Rating: 2 out of 4.

Last Night in Soho is a surreal, psychological thriller from British filmmaker Edgar Wright. Wright has been a beloved cult writer-director for over 15 years, thanks to his trio of Simon Pegg/Nick Frost comedy collaborations (Shaun of the Dead, Hot Fuzz, The World’s End) and his underrated adaptation of Scott Pilgrim vs. the World. With each film, he continues to expand his audience, culminating in 2017’s stylish, smash-hit Baby Driver. Wright’s writing and directing usually showcases a biting, deadpan humor, and Last Night in Soho is a compelling departure from that tone: a straight-faced horror that is well-suited to Wright’s confident directorial flair, even if he and co-screenwriter Krysty Wilson-Cairns struggle to make good on Soho‘s promising set up.

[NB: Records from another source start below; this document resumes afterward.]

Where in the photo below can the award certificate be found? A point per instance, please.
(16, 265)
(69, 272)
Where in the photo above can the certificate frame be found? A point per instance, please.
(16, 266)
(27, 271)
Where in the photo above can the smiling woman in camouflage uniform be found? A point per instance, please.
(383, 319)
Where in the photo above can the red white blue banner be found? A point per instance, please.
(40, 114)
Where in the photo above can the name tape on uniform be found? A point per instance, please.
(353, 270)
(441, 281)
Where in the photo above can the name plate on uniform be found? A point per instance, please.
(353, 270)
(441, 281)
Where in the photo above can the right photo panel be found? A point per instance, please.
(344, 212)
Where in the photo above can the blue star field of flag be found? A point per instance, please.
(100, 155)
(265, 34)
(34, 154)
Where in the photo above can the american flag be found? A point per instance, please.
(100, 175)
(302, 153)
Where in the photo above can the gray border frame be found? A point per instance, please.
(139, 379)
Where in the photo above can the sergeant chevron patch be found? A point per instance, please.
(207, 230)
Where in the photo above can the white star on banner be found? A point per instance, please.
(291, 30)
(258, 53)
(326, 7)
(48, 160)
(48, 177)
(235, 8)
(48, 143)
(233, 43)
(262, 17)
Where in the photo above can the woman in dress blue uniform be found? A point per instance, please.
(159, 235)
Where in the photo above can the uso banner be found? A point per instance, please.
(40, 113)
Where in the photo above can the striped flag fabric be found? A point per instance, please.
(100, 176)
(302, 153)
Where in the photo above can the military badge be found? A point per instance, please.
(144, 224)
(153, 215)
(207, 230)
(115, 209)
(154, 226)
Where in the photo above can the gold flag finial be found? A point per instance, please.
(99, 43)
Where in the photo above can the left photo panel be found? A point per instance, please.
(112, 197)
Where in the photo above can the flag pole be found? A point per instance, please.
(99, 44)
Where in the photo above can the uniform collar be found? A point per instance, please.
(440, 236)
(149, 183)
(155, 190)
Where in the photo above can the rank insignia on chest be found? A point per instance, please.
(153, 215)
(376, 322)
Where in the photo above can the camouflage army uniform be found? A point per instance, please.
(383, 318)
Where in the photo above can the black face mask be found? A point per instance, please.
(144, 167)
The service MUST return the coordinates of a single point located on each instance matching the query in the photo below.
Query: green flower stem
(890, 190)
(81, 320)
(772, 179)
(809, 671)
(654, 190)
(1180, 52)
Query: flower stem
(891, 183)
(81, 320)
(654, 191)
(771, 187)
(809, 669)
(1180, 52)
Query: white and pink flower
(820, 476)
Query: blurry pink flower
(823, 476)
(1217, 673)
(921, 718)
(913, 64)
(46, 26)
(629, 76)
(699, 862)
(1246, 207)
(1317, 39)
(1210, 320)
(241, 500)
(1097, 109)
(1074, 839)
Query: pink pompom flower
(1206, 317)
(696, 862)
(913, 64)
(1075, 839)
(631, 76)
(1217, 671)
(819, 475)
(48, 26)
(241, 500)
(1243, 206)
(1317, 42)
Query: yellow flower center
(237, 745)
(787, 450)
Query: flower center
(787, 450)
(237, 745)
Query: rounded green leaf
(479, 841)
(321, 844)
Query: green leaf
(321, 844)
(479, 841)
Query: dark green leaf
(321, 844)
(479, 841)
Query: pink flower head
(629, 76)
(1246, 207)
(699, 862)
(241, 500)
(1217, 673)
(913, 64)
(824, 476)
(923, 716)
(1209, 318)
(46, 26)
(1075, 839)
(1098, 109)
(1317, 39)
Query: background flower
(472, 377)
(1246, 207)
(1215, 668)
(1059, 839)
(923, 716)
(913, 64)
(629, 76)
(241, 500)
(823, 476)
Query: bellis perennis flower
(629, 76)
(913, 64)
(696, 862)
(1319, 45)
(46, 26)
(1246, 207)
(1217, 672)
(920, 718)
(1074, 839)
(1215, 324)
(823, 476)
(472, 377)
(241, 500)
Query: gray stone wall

Thomasin McKenzie (Jojo Rabbit, Leave No Trace) plays the soft-spoken Ellie, an aspiring fashion designer from humble origins entering a prestigious London design school. Quickly overwhelmed by cut-throat realities, Ellie retreats into vivid, recurring dreams of Sandie (The Queen’s Gambit’s Anya Taylor-Joy), a nightclub singer in swinging 60’s London. Ellie becomes entranced with Sandie’s story—until this glamorized past and her present-day life quickly begin to unravel.

Soho is at its most effective early on. McKenzie and Taylor-Joy have compelling screen presence, and we share Ellie’s confusion and fascination as she voyeuristically lives out Sandie’s vibrant nightlife. Those sequences are Soho’s high points, and Wright is flexing his technical muscles. Wright’s strength is his mastery of the edit; throughout his filmography, he uses inventive and decisive edits and cuts to find the perfect rhythm of each scene. His specialty is to beautifully pair image with music, staging thrilling set pieces built from the ground up with the soundtrack in mind. There is a similar infusion of music in Soho that inspires his editing choices, injecting even those weaker moments with life and momentum. During those perhaps-a-dream-perhaps-not sequences, Wright employs practical, old-school, camera trickery, as McKenzie and Taylor-Joy seamlessly switch places during dance sequences, continually blurring the line of reality for both Ellie and the audience.

It’s hard not to give any modern film a pass purely for producing an original story with a distinct point-of-view, but Wright has proven he should be held to a higher critical standard. He and Wilson-Cairns have laced the narrative with commentary on the dangers of over-romanticizing the past and a harsh critique of the sexist hierarchy of the fashion industry (and, by extension, most other industries)—but those thematic ideas feel underserved by the end of the movie. Soho is clearly indebted to superior psychological thrillers, and as the mystery unfolds, the film hits more conventional genre beats and loses the compelling mystique of its opening act. But with those narrative fumbles, Soho is still a slick watch, never losing its striking atmosphere and serving up exciting sequences: visually rich throughout, but ultimately lightweight.


Last Night in Soho is currently playing in theaters. It runs 116 minutes and is rated R for bloody violence, sexual content, language, brief drug material and brief graphic nudity.